The art of cooking is actually the science of chemistry, and chemistry demands proof by way of experimentation. This textbook-style cookbook by the editors of Cook’s Illustrated and Guy Crosby provides it. Not just for the Alton Browns among us, it is for anyone who has despaired over a rubbery pot roast, has wondered if there is an easy middle ground between ‘crunchy’ and ‘grey’ when it comes to broccoli, or dares to hope that the surface of homemade cheesecake might not have to resemble a meteor-struck landscape with its indentations and cracks. There is surely something for every devoted-but-not-infallible cook in this hefty, surprisingly reasonable (under $30) volume. The book explains fifty separate concepts (e.g. ‘Concept 13: Salty Marinades Work Best’) that cover the effects of heat, moisture, time, fat, sugar, acid, and salt on food along with instructions on how to manipulate these variables to the most delicious effect. The presentation of each concept adopts a common formula: a page-long discussion of the science, a description of a test-kitchen experiment in which identical ingredients are treated differently, and the results.
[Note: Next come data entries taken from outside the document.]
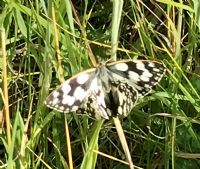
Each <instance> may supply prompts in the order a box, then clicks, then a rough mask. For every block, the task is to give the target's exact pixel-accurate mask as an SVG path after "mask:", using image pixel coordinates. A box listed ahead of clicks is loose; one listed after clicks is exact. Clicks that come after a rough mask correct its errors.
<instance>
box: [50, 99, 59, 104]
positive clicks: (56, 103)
mask: <svg viewBox="0 0 200 169" xmlns="http://www.w3.org/2000/svg"><path fill="white" fill-rule="evenodd" d="M58 102H59V99H58V98H54V99H53V101H52V102H51V103H52V105H57V103H58Z"/></svg>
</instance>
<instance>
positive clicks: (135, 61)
mask: <svg viewBox="0 0 200 169" xmlns="http://www.w3.org/2000/svg"><path fill="white" fill-rule="evenodd" d="M108 69H109V70H110V71H111V72H113V73H115V74H116V75H117V78H119V79H121V80H122V81H126V82H127V83H128V84H129V85H131V86H132V87H134V88H135V89H136V90H137V91H138V96H144V95H146V94H148V93H149V92H150V91H151V89H152V87H153V86H155V85H156V84H157V83H158V82H159V81H160V80H161V78H162V77H163V75H164V73H165V71H166V69H165V66H164V65H163V63H160V62H156V61H148V60H136V61H130V60H127V61H123V62H122V61H118V62H113V63H111V64H110V65H108Z"/></svg>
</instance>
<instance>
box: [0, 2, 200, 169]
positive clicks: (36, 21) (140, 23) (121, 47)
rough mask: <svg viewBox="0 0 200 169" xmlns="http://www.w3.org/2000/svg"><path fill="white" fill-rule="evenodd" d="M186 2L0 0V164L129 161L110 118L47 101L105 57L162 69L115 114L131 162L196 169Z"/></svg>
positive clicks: (137, 166)
mask: <svg viewBox="0 0 200 169" xmlns="http://www.w3.org/2000/svg"><path fill="white" fill-rule="evenodd" d="M120 2H122V1H120ZM115 3H116V2H115ZM193 3H194V4H192V2H189V1H188V2H187V1H184V4H183V2H181V1H180V2H172V1H163V0H162V1H161V0H160V1H151V2H150V1H147V2H142V1H132V0H130V1H124V3H123V8H122V14H121V15H120V10H119V9H120V8H118V6H116V4H115V5H113V4H112V2H110V1H84V2H81V1H74V2H73V3H71V2H70V1H62V2H61V1H48V3H45V2H44V1H35V2H33V3H32V2H28V1H27V2H24V3H22V2H21V3H17V2H15V1H12V2H10V1H4V2H0V4H1V6H2V8H1V15H0V25H1V46H2V56H3V57H0V65H1V66H0V68H2V69H0V70H1V72H0V73H1V74H2V77H3V78H4V79H3V80H2V79H1V81H0V83H1V90H0V91H1V98H0V108H1V109H0V110H1V113H0V122H1V123H0V124H1V130H0V132H1V133H0V168H59V169H60V168H72V165H73V167H74V168H115V169H117V168H120V169H121V168H129V167H128V165H127V164H124V162H125V161H126V160H125V159H126V158H125V154H124V151H123V149H122V145H121V143H120V141H119V136H118V135H117V132H116V128H115V126H114V124H113V121H112V120H110V121H95V120H94V119H91V118H90V117H88V116H87V115H86V114H81V115H80V114H76V113H75V112H74V113H69V114H62V113H58V112H56V111H54V110H50V109H48V108H47V107H46V106H45V105H44V100H45V98H46V97H47V96H48V94H49V92H50V91H52V90H53V89H55V87H56V86H57V85H58V84H60V83H61V82H62V81H63V80H64V79H67V78H69V77H71V76H72V75H74V74H76V73H78V72H80V71H82V70H85V69H88V68H90V67H92V65H94V64H95V63H96V58H97V60H108V59H110V58H111V56H112V57H115V56H116V58H117V60H120V59H129V58H130V59H150V60H158V61H163V62H164V63H165V65H166V67H167V73H166V75H165V77H164V78H163V79H162V81H161V82H160V83H159V85H158V86H157V87H156V88H154V90H153V91H152V92H151V94H150V95H148V96H145V97H144V98H140V99H139V100H138V102H137V104H136V106H135V107H134V108H133V110H132V111H131V112H130V113H129V115H128V116H127V117H126V118H124V119H121V124H122V127H123V130H124V133H125V135H126V139H127V142H128V146H129V150H130V151H131V155H132V160H133V163H134V165H135V166H136V167H135V168H147V169H152V168H158V169H160V168H165V169H168V168H172V169H179V168H180V169H184V168H194V169H195V168H199V166H200V162H199V158H200V155H199V154H200V153H199V152H200V140H199V138H200V134H199V124H200V121H199V112H200V96H199V93H200V85H199V84H200V78H199V77H200V76H199V75H200V72H199V44H198V43H199V27H200V25H199V15H198V6H199V2H198V1H194V2H193ZM117 9H118V10H117ZM118 12H119V13H118ZM112 14H113V15H112ZM116 18H117V19H116ZM115 21H116V22H115ZM117 26H119V30H120V31H119V37H118V31H115V28H116V29H117ZM3 30H5V38H4V33H3ZM111 39H112V41H111ZM116 40H119V44H118V48H117V55H115V51H116V48H115V47H113V46H114V44H115V42H116ZM4 44H6V45H4ZM5 46H6V53H7V54H6V53H5V52H3V47H5ZM5 58H6V60H5ZM5 65H7V71H5V68H4V69H3V67H5ZM6 80H7V82H8V85H6V84H5V82H6ZM7 88H8V89H7ZM6 92H8V93H6ZM8 105H9V107H8ZM8 108H9V109H8ZM3 110H4V114H3ZM9 124H10V125H9ZM68 129H69V136H70V140H69V137H66V135H67V134H65V133H67V130H68ZM66 139H68V140H66ZM70 146H71V150H72V155H69V154H70V148H69V147H70ZM70 161H71V163H70Z"/></svg>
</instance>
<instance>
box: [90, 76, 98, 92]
mask: <svg viewBox="0 0 200 169" xmlns="http://www.w3.org/2000/svg"><path fill="white" fill-rule="evenodd" d="M97 86H98V84H97V78H94V79H93V80H92V82H91V85H90V90H94V91H97V89H98V87H97Z"/></svg>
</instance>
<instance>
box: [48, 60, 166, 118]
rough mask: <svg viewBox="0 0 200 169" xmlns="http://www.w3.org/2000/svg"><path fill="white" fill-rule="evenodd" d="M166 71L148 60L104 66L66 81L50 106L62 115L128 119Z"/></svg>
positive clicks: (53, 95)
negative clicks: (123, 116)
mask: <svg viewBox="0 0 200 169" xmlns="http://www.w3.org/2000/svg"><path fill="white" fill-rule="evenodd" d="M165 71H166V69H165V66H164V65H163V63H159V62H156V61H148V60H136V61H131V60H122V61H116V62H112V63H105V64H101V65H99V66H98V67H96V68H92V69H88V70H86V71H83V72H81V73H79V74H77V75H75V76H73V77H71V78H70V79H68V80H67V81H65V82H64V83H63V84H61V86H59V87H58V88H57V89H56V90H54V91H53V92H52V93H51V94H50V95H49V96H48V98H47V100H46V104H47V106H48V107H50V108H53V109H56V110H58V111H62V112H69V111H77V110H78V111H85V112H87V113H88V114H89V115H91V116H95V117H96V118H101V117H102V118H105V119H109V118H110V117H113V116H117V115H119V116H127V114H128V113H129V112H130V111H131V109H132V108H133V106H134V104H135V102H136V101H137V98H138V97H139V96H144V95H146V94H148V93H149V92H150V91H151V89H152V87H153V86H155V85H156V84H157V83H158V82H159V81H160V80H161V78H162V77H163V75H164V73H165Z"/></svg>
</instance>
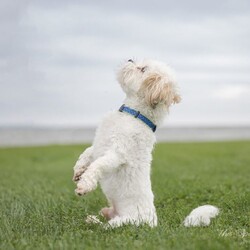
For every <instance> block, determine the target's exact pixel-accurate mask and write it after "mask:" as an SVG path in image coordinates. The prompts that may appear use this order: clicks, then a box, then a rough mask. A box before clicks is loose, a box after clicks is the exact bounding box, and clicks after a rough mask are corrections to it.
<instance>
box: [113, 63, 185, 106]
mask: <svg viewBox="0 0 250 250" xmlns="http://www.w3.org/2000/svg"><path fill="white" fill-rule="evenodd" d="M118 81H119V83H120V84H121V87H122V89H123V90H124V92H125V93H126V94H127V96H128V97H131V96H136V97H137V98H140V99H141V100H142V101H144V102H145V103H146V104H147V105H149V106H150V107H151V108H153V109H154V108H156V107H157V106H158V105H166V106H167V107H169V106H170V105H171V104H175V103H179V102H180V101H181V97H180V95H179V93H178V90H177V85H176V80H175V77H174V73H173V71H172V70H171V69H170V68H169V67H168V66H166V65H165V64H163V63H160V62H157V61H153V60H144V61H142V62H135V61H133V60H131V59H130V60H128V62H126V63H125V65H123V67H122V68H121V69H120V70H119V72H118Z"/></svg>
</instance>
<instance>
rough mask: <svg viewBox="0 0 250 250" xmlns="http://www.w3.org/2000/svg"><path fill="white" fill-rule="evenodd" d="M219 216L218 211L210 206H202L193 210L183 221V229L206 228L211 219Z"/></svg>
mask: <svg viewBox="0 0 250 250" xmlns="http://www.w3.org/2000/svg"><path fill="white" fill-rule="evenodd" d="M218 214H219V209H218V208H217V207H215V206H212V205H204V206H200V207H197V208H195V209H194V210H193V211H192V212H191V213H190V214H189V215H188V216H187V217H186V218H185V220H184V222H183V224H184V226H185V227H200V226H208V225H209V224H210V220H211V218H215V217H216V216H217V215H218Z"/></svg>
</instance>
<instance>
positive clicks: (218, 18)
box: [0, 0, 250, 126]
mask: <svg viewBox="0 0 250 250" xmlns="http://www.w3.org/2000/svg"><path fill="white" fill-rule="evenodd" d="M0 34H1V36H0V125H4V126H8V125H12V126H13V125H16V126H24V125H28V126H89V125H96V124H97V123H98V121H99V120H100V119H101V117H102V116H103V114H105V113H106V112H107V111H109V110H113V109H117V108H119V106H120V105H121V104H122V101H123V99H124V94H123V93H122V91H121V89H120V87H119V85H118V84H117V82H116V77H115V72H116V69H117V66H119V64H120V63H122V62H123V61H124V60H126V59H129V58H138V59H141V58H153V59H158V60H161V61H164V62H166V63H168V64H169V65H170V66H172V67H173V68H174V69H175V71H176V75H177V79H178V82H179V87H180V90H181V93H182V97H183V101H182V103H181V104H179V105H176V106H174V107H173V108H172V110H171V113H170V116H169V117H168V118H167V119H166V121H165V125H167V124H168V125H170V126H174V125H178V126H180V125H250V1H248V0H245V1H244V0H222V1H218V0H210V1H198V0H189V1H185V0H182V1H178V0H177V1H168V0H160V1H147V0H138V1H130V0H126V1H124V0H121V1H120V0H113V1H112V0H106V1H101V0H99V1H96V0H91V1H80V0H79V1H77V0H72V1H66V0H61V1H59V0H58V1H48V0H43V1H42V0H41V1H38V0H33V1H26V0H23V1H19V0H0Z"/></svg>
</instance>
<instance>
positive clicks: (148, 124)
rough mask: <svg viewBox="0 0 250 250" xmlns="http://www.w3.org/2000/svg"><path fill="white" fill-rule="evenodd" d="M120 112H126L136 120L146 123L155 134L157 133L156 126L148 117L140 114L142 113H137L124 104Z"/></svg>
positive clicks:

For example, we learn under Concept 13 that, among other things, salt ‘restructures the protein molecules in the meat, creating gaps that fill with water to increase juiciness’; an experiment involving the comparison of a plain, baked chicken breast with other breasts marinated in four different sauces (wiped off before baking) follows; and the conclusion is made that marinades add very little flavour, but salt improves texture. Recipes employing the concepts follow. Illustrations, charts, and photographs drive home the importance of ingredients, temperature, and time in cooking, often forcefully: a lumpy, sugarless sherbet looks positively grotesque next to the smooth creaminess of its well-sugared counterpart; a delicate omelet crushed beneath a two-pound weight demonstrates the value of using butter by stark comparison with its resilient, weight-lifting, butterless sibling.
Thanks to the concepts, hockey puck hamburgers have been forever banished from my repertoire and eating pork chops is no longer a marathon of chewing. My holy dread of salting dried beans before cooking them has been exposed as mere superstition and I am now a convert to the school that expounds soaking beans in weak brine. I have learned why my potatoes sometimes go green and that resting my pancake batter for 10 minutes before frying makes them better (this is true even when I use my old recipe instead of the one in the book). Every recipe I have tried has been good, many of them very good, and some of them even great: the pizza dough, a revelation of simplicity and deliciousness, has rescued my pizza stone from lonely disuse. Pesto, once a dark and slimy disappointment, has returned to me green and pungent. ‘Chicken en cocotte’, which is a chicken, an onion, a carrot, a stick of celery, and a few garlic cloves baked in the oven for two hours at 250 F, the sort of recipe I would have formerly imagined as promising little except salmonella, is as well-cooked and succulent as promised.
I will not spoil the excitement of discovery for everyone else by listing other winners. Yet all is not perfect. Since it is more of a cooking book than a recipe book, it rewards the one who reads from front to back rather than flipping pages. The index is unwieldy; finding recipes a second time can be a frustrating experience. Readers will soon notice that ‘ultimate’ and ‘classic’ vie for the position of Favourite Descriptive Adjective in recipe titles. This, along with the science-as-panacea aura to the title, sometimes promises more than is delivered. The ‘Ultimate Chocolate Chip Cookie’, for example, which involves browning the butter, several rounds of ‘resting’ the batter, and an orphaned egg white, is merely good enough. In the editors’ pursuit of ‘chewy’, they have provided instructions on how to make a homemade cookie that approximates nothing so much as a high-quality store-bought cookie. Is this an irony or an intention? The instruction to make cookies as big as dessert plates suggests the latter. Whose grandmother ever made chocolate chip cookies bigger than the palm of a child’s hand? It is in fact at these collisions of science and nostalgia that the book falls down. It is at its best when it explains why some traditional recipes or preparations are so pleasing; for example, the fantastic recipes for breads imitate Italian and French baking with their few ingredients, wet doughs, long rises, and hot ovens. The book is least successful when it attempts to make ‘ultimate’ dishes that have long been much simpler (and more delicious) by the addition of complicated steps, many dirty dishes, and little bits of lots of ingredients. The recipe for pie crust, for example, involves butter, shortening, vodka, and a food processor to gain the effect that (in my humble opinion) could be gained simply by using lard, water, and your fingers.
Still, this has become the book that I consult the most frequently for method even when I do not follow the recipes: the results of my old favourite recipes have been improved in countless ways, often by things that I formerly dismissed as inconsequential, such as letting a bread dough rest for a few minutes or adding the salt at the penultimate stage or altering the oven temperature by 25 degrees. Although it is not worth the time or effort to yield to it in every instance, science does indeed have much to offer the art of cooking.
Pauline Ripat brines beans in Winnipeg, where she lives with her husband and two sons.